The law on averages is contained in the Code of Commerce. Under that law, averages are
classified into simple or particular and general or gross. Generally speaking, simple or particular averages
include all expenses and damages caused to the vessel or cargo which have not inured to the common
benefit (Art. 809), and are, therefore, to be borne only by the owner of the property gave rise to same
(Art. 810); while general or gross averages include "all the damages and expenses which are deliberately
caused in order to save the vessel, its cargo, or both at the same time, from a real and known risk" (Art.
811).

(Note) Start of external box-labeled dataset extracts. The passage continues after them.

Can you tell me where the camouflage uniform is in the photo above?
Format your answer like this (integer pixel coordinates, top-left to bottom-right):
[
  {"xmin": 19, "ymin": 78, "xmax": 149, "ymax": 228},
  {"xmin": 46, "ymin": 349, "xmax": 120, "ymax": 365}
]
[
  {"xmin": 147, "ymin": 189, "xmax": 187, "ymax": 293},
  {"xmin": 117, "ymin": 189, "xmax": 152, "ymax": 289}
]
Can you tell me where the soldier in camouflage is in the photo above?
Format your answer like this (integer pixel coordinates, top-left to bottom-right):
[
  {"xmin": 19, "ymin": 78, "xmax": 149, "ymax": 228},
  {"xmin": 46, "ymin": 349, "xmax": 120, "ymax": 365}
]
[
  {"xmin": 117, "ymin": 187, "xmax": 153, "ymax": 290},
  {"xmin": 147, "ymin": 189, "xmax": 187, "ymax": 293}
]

Being for the common benefit, gross averages are to be borne by the owners of the articles saved
(Art. 812).

In classifying averages into simple o particular and general or gross and defining each class, the Code
(Art. 809 and 811) at the same time enumerates certain specific cases as coming specially under one or
the other denomination. Going over the specific cases enumerated we find that, while the expenses
incurred in putting plaintiff's vessel afloat may well come under number 2 of article 809-which refers to
expenses suffered by the vessel "by reason of an accident of the sea of the force majuere" — and should
therefore be classified as particular average, the said expenses do not fit into any of the specific cases of
general average enumerated in article 811. Tolentino, in his commentaries on the Code of Commerce,
gives the following requisites for general average:

First, there must be a common danger. This means, that both the ship and the cargo, after has
been loaded, are subject to the same danger, whether during the voyage, or in the port of loading
or unloading; that the danger arises from the accidents of the sea, dispositions of the authority, or
faults of men, provided that the circumstances producing the peril should be ascertained and
imminent or may rationally be said to be certain and imminent. This last requirement exclude
measures undertaken against a distant peril.

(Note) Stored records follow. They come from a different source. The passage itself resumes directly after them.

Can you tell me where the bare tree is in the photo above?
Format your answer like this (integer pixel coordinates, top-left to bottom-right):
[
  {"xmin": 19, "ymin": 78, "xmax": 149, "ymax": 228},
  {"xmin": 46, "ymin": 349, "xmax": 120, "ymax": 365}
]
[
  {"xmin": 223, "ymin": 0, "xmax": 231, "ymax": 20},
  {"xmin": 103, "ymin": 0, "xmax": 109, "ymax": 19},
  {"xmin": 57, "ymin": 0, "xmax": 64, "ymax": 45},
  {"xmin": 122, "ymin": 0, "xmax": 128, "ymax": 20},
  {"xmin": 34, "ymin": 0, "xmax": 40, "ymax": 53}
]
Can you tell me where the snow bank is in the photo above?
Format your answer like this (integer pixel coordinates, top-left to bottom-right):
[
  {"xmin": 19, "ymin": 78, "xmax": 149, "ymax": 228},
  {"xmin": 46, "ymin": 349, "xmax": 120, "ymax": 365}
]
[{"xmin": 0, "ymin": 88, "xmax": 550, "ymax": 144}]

Second, that for the common safety part of the vessel or of the cargo or both is sacrificed
deliberately.

Third, that from the expenses or damages caused follows the successful saving of the vessel and
cargo.

Fourth, that the expenses or damages should have been incurred or inflicted after taking proper
legal steps and authority.

With respect to the first requisite, the evidence does not disclose that the expenses sought to be recovered
from defendant were incurred to save vessel and cargo from a common danger. The vessel ran aground in
fine weather inside the port at the mouth of a river, a place described as "very shallow". It would thus
appear that vessel and cargo were at the time in no imminent danger or a danger which might "rationally
be sought to be certain and imminent." It is, of course, conceivable that, if left indefinitely at the mercy of
the elements, they would run the risk of being destroyed. But as stated at the above quotation, "this last
requirement excludes measures undertaken against a distant peril." It is the deliverance from an
immediate, impending peril, by a common sacrifice, that constitutes the essence of general average. In the
present case there is no proof that the vessel had to be put afloat to save it from imminent danger. What
does appear from the testimony of plaintiff's manager is that the vessel had to be salvaged in order to
enable it "to proceed to its port of destination." But as was said in the case just cited it is the safety of the
property, and not of the voyage, which constitutes the true foundation of the general average.

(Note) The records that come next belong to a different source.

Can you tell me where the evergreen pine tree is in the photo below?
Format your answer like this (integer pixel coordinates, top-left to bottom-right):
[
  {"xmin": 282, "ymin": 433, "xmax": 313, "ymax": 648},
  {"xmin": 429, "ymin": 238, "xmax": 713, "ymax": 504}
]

As to the second requisite, we need only repeat that the expenses in question were not incurred for the
common safety of vessel and cargo, since they, or at least the cargo, were not in imminent peril. The
cargo could, without need of expensive salvage operation, have been unloaded by the owners if they had
been required to do so.

With respect to the third requisite, the salvage operation, it is true, was a success. But as the sacrifice was
for the benefit of the vessel — to enable it to proceed to destination — and not for the purpose of saving
the cargo, the cargo owners are not in law bound to contribute to the expenses. The final requisite has not
been proved, for it does not appear that the expenses here in question were incurred after following the
procedure laid down in Article 813 et seq.